Selecting a good fund to invest in is definitely an important first step. And there is no better place to start than the Value Research Fund Rating on valueresearchonline.com. In one go you can get a snapshot on the best performing funds in terms of their historical risk-adjusted returns. Funds, which are rated as Four and Five Stars, have some of the best risk-adjusted returns in their category.
However, ratings are only the starting point. After selecting the funds you want to invest in, you should look for their investment objectives and aims. You should be comfortable with the way a fund generates its returns. Two funds may be rated as Five Star, but one may generate returns through a concentrated portfolio, while the other may be more diversified.

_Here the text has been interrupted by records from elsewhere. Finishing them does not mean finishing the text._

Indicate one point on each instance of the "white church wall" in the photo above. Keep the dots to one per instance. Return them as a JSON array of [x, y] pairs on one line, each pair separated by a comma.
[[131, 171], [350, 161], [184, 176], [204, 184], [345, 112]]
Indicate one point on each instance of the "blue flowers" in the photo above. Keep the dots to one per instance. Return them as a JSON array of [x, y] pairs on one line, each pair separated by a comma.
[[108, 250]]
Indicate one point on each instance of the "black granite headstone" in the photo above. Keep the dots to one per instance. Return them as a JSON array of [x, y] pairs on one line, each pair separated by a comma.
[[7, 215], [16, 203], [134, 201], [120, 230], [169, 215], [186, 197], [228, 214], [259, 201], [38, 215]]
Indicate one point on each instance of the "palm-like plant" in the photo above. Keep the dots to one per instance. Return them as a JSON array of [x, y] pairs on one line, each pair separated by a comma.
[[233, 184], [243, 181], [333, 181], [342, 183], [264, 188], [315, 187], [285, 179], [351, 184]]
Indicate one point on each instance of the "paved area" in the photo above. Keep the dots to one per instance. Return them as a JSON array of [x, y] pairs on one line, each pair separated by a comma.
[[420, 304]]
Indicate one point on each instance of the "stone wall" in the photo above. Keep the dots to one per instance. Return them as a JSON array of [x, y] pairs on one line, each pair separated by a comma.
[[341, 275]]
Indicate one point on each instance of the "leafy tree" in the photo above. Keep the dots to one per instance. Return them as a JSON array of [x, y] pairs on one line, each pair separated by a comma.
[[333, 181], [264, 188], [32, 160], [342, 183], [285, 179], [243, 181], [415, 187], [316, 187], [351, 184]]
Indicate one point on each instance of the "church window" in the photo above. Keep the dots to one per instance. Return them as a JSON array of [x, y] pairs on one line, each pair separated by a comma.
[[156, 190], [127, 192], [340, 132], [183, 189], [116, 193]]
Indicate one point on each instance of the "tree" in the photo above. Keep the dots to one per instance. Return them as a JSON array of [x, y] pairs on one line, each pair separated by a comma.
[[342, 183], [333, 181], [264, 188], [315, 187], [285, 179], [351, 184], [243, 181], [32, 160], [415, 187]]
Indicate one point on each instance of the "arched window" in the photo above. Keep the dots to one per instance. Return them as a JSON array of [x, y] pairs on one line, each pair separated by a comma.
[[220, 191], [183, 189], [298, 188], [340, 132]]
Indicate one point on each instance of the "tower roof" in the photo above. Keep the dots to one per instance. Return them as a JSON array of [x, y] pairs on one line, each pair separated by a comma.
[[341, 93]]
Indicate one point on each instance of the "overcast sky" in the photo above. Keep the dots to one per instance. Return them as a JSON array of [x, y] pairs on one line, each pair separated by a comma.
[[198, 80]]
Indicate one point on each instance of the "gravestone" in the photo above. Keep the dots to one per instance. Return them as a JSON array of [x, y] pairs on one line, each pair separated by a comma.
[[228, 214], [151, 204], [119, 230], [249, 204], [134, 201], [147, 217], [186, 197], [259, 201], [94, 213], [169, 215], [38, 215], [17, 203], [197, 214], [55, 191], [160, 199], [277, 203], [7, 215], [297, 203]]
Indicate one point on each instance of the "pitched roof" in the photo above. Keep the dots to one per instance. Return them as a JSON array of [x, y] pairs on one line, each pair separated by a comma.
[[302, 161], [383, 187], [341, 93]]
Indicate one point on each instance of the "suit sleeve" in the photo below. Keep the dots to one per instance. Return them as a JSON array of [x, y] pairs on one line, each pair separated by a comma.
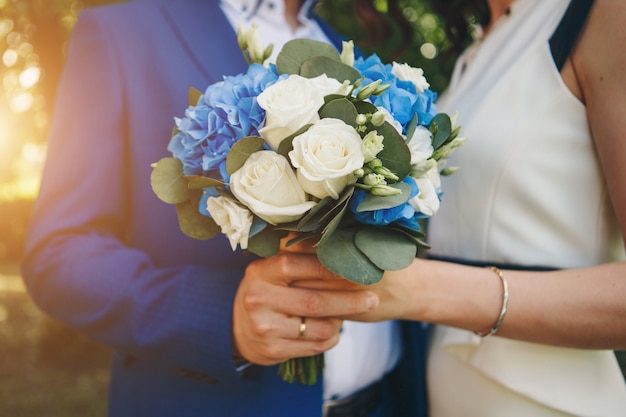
[[78, 265]]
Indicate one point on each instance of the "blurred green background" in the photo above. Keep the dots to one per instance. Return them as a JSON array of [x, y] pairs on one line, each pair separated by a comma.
[[47, 369]]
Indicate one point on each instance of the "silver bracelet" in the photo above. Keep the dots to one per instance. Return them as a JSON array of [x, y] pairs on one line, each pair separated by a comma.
[[505, 304]]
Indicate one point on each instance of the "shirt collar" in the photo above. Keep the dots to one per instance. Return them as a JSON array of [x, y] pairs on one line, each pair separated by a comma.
[[269, 10]]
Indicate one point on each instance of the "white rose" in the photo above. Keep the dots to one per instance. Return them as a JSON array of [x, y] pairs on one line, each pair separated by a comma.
[[267, 185], [326, 156], [372, 144], [234, 220], [292, 103], [421, 145], [427, 199], [405, 72]]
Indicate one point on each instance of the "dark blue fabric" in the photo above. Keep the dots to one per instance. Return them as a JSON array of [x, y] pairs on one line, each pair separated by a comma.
[[106, 256], [567, 32]]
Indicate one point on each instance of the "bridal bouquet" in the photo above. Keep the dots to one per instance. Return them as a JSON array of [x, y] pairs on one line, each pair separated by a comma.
[[347, 153]]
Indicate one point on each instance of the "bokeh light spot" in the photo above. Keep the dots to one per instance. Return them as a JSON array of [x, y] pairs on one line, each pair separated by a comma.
[[9, 58], [30, 76]]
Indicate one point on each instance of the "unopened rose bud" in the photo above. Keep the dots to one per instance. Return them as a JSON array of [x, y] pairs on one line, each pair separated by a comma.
[[347, 53], [374, 179], [385, 191], [361, 119], [372, 145], [449, 171], [381, 170], [368, 90], [378, 118], [374, 163]]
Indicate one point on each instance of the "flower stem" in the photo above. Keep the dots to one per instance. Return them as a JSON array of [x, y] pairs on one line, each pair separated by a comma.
[[303, 370]]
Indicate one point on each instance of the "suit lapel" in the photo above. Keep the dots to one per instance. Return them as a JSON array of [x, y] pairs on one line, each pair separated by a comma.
[[206, 35]]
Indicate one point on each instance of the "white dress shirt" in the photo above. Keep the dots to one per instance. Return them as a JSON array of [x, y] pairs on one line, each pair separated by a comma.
[[366, 351]]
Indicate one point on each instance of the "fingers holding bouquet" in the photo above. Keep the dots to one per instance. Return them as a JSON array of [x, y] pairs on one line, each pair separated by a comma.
[[274, 320]]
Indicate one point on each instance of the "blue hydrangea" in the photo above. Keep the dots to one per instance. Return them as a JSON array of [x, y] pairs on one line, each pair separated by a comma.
[[227, 112], [403, 214], [401, 98]]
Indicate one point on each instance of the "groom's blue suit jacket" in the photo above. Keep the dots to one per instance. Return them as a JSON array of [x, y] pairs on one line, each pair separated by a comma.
[[106, 256]]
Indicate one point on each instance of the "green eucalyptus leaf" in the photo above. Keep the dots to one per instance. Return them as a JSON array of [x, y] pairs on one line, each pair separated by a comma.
[[373, 202], [341, 109], [388, 249], [193, 96], [410, 128], [301, 237], [241, 151], [258, 225], [341, 256], [192, 222], [333, 221], [396, 155], [296, 51], [198, 182], [319, 65], [365, 107], [168, 181], [331, 97], [441, 128], [266, 243]]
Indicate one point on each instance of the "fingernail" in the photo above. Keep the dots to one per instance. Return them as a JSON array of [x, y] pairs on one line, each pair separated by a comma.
[[372, 301]]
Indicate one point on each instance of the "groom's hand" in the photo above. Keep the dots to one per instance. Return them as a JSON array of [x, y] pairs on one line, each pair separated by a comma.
[[269, 308]]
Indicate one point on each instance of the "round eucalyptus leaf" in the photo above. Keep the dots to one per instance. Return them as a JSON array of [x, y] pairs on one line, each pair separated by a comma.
[[396, 155], [341, 109], [193, 223], [388, 249], [340, 255], [296, 51], [319, 65], [168, 181]]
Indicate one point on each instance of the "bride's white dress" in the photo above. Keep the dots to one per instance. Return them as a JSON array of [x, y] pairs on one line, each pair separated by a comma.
[[530, 192]]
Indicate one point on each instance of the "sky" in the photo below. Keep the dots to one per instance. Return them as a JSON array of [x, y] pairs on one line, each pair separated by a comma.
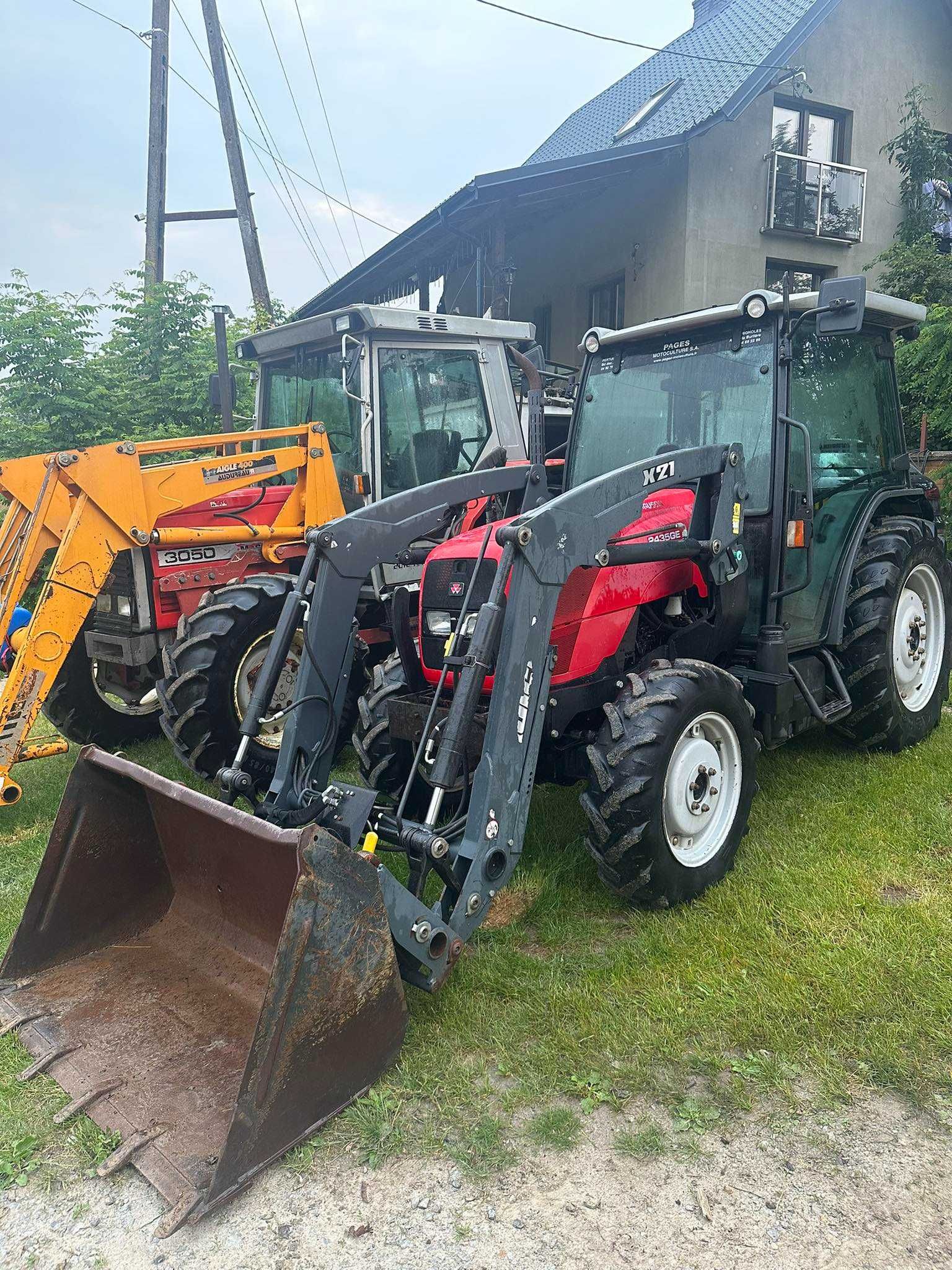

Some funds may move heavily into cash while others may remain fully invested. Similarly, some schemes may invest heavily in mid-caps, while others will stick to large-caps. So, it is not just important that a fund generates high risk-adjusted returns but how does it do it. As ratings are a purely quantitative exercise, they cannot capture these facets of a fund's performance.
You may feel that this calls for quite an effort and you are correct. Choosing good funds requires spending time and effort. Ratings can help, but they cannot take you all the way to your destination.
Once you have selected your funds, do work out an asset allocation-i.e. the amount you will invest in equity and debt. This will depend on the risk you can take and the duration for which you can remain invested. As a general rule, for a period greater than three to five years, equities are suitable, while for smaller time periods, you should opt for debt instruments. Along the way, do rebalance your portfolio at regular intervals so that your ideal allocation is maintained. Happy investing!